BLAME ETHANOL: Last week, as members of Congress returned home for spring recess, Big Oil took the opportunity to pass along some misinformation about why it is not responsible for the high gas prices. In a letter circulated to every member of Congress, the American Petroleum Institute (the oil industry's main lobbying group) blamed current prices on ethanol. The gist of its argument: last year's energy bill ended an "oxygenate requirement" (oxygenates are fuel additives "that contain oxygen which can boost gasoline's octane quality, enhance combustion, and reduce exhaust emissions"). The oil industry had previously relied on a noxious chemical called MTBE to oxygenate its fuel. According to the letter, the end of the oxygenate requirement was "leading to the phase-out of MTBE" and the phase-in of ethanol. "While refiners are working day and night to meet this requirement," Big Oil told Congress, "they face complicated challenges in switching to ethanol, which has numerous logistical difficulties in its transport," and which is "currently more expensive than gasoline." The Wall Street Journal in turn protested the "Ethanol Tax," stating that today's higher prices are "the result of the ethanol love-fest that Congress engaged in last summer as part of its energy bill." NBC's Nightly News also featured a segment repeating the oil industry's line, backed up by analysis from the American Enterprise Institute, a conservative think-tank funded extensively by the oil and gas industry, and where Vice President Dick Cheney once served as a fellow.

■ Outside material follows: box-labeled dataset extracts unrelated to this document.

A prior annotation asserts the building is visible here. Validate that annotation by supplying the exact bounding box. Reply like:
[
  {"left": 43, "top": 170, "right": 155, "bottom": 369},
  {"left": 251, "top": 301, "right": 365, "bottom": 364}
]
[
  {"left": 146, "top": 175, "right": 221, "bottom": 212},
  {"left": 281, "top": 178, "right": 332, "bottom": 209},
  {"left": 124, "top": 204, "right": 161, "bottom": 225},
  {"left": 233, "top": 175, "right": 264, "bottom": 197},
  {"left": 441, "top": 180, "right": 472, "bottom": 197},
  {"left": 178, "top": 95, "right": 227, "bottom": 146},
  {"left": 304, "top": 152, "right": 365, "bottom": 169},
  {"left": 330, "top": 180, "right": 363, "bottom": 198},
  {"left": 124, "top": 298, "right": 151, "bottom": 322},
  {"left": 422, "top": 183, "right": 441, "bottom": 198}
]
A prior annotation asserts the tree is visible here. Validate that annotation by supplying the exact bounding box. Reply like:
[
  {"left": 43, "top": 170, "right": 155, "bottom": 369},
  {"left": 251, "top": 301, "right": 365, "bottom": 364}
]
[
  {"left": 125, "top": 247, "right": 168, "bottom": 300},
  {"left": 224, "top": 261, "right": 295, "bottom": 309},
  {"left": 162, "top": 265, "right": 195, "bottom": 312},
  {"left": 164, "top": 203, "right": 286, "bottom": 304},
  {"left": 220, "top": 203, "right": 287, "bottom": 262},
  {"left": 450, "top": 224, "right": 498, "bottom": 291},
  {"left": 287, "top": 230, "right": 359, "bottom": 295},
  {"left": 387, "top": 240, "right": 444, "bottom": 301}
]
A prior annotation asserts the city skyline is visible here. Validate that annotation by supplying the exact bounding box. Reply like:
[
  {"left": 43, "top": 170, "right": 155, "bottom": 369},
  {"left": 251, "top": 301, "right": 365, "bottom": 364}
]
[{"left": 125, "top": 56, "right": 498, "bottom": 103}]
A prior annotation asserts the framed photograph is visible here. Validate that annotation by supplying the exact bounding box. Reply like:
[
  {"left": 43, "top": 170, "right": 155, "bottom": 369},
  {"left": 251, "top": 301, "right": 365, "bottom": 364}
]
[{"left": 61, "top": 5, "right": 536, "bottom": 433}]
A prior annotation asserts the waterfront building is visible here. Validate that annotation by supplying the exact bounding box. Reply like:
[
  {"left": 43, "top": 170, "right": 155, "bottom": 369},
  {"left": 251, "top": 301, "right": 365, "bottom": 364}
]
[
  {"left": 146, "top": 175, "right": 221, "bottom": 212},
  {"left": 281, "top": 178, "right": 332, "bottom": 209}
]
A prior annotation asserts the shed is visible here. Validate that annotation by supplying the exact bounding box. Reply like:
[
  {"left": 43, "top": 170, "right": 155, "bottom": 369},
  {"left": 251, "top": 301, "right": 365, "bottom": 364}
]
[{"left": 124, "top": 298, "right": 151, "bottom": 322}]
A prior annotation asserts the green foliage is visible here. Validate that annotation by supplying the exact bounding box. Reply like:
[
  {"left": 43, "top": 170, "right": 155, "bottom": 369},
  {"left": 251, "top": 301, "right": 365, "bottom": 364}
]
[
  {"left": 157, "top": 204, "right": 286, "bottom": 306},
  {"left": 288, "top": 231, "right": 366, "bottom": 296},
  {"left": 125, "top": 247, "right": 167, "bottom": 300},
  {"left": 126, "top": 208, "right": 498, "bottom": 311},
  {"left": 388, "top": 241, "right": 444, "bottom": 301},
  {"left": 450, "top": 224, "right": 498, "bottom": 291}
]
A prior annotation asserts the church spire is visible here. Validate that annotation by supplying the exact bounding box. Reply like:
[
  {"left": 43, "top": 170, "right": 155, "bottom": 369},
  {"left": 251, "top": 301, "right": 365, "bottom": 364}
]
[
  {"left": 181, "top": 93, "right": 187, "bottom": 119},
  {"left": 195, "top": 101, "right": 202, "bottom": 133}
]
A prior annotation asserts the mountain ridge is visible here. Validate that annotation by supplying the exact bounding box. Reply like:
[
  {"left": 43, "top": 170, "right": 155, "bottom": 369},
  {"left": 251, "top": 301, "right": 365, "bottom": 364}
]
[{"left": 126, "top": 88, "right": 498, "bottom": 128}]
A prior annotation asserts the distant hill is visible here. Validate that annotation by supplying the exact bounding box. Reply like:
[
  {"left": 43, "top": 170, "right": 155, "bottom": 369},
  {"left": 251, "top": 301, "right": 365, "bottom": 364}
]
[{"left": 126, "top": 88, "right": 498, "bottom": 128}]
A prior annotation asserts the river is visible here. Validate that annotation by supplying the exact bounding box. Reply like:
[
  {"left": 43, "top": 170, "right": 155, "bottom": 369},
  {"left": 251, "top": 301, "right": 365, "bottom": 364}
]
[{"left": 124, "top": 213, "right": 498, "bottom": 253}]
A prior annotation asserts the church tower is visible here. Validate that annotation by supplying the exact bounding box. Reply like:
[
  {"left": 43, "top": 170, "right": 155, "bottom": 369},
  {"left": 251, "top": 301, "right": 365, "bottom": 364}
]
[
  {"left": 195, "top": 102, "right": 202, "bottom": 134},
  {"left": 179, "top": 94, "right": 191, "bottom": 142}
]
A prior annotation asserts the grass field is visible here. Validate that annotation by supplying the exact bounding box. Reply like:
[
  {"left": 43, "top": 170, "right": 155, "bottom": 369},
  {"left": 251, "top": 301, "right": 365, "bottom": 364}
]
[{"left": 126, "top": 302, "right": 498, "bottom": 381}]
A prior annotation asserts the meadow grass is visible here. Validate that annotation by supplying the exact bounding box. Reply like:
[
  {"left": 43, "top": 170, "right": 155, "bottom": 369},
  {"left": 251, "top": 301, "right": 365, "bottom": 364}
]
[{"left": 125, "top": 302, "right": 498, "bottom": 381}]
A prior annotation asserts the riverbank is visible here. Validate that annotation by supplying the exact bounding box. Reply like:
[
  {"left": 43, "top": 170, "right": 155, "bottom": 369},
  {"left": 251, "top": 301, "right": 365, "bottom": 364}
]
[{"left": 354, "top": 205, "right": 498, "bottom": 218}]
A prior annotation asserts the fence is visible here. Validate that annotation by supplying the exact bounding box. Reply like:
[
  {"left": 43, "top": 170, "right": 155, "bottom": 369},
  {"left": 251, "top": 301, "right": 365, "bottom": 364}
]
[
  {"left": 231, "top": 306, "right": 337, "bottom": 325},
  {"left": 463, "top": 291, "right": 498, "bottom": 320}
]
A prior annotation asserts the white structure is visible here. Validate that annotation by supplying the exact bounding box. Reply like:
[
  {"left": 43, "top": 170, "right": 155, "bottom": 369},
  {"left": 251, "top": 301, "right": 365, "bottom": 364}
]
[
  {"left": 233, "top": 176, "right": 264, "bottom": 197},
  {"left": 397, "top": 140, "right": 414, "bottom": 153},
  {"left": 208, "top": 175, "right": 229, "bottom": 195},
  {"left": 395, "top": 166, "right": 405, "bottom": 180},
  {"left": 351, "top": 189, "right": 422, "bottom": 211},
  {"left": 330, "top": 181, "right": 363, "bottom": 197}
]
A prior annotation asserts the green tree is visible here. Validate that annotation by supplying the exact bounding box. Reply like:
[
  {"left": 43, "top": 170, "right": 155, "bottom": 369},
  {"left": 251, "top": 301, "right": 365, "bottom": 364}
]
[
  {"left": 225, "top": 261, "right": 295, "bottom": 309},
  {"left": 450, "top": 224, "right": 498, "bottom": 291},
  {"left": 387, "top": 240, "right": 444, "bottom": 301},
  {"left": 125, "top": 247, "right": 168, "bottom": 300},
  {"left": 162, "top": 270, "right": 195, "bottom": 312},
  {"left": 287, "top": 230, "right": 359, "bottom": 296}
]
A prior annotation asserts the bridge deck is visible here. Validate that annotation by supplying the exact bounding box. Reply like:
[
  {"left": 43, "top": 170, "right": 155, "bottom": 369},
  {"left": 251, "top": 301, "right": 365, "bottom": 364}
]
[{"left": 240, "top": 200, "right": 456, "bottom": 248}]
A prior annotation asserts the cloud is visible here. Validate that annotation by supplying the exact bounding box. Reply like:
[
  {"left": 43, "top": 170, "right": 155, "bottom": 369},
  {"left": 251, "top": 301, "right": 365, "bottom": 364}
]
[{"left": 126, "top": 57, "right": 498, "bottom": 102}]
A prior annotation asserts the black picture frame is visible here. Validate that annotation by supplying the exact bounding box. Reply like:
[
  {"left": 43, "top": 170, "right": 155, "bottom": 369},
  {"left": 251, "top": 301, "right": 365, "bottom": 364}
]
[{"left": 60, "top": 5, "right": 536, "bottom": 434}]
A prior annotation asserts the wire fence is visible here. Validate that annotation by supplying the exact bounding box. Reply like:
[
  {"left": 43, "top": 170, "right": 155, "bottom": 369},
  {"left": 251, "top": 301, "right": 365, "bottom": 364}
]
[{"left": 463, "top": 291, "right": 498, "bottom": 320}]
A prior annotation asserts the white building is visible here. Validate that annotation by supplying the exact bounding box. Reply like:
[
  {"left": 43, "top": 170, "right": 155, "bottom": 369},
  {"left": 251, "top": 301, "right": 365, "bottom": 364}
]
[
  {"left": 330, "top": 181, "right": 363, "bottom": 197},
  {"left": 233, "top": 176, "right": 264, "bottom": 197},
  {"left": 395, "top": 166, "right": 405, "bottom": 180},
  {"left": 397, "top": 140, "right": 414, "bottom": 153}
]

Brazil has reached energy independence by using biofuels in combination with traditional fossil fuels. It's important to know that they started planning and acting twenty years ago. Seems to me if Brazil can have advanced long term plans that work, so should we. However if we keep letting people like Lee Raymond write our energy policy, we will never get a handle on our problems.
What really pisses me off about this is how even a small increase in gas prices affects families. My wife and I have three small boys. We drive a minivan and a mid sized sedan. Both are good with gas; one reason we choose them. However, one can't avoid driving, and with gas at three dollars a gallon, it all adds up. Spending more on gas means less of other things we want, and need. Things such as retirement/savings, school clothes, travel to visit relatives. The price of gas affects the price of milk and other items we need. Unlike many families that have two working parents, we choose to have one of us stay home and parent our kids. This means a lot of tight budgets, and skimping on some things that families with two working parents take for granted. The price one pays for not having someone else raise your kids. So gas is maybe 25 cents per gallon more.. who cares right? I do.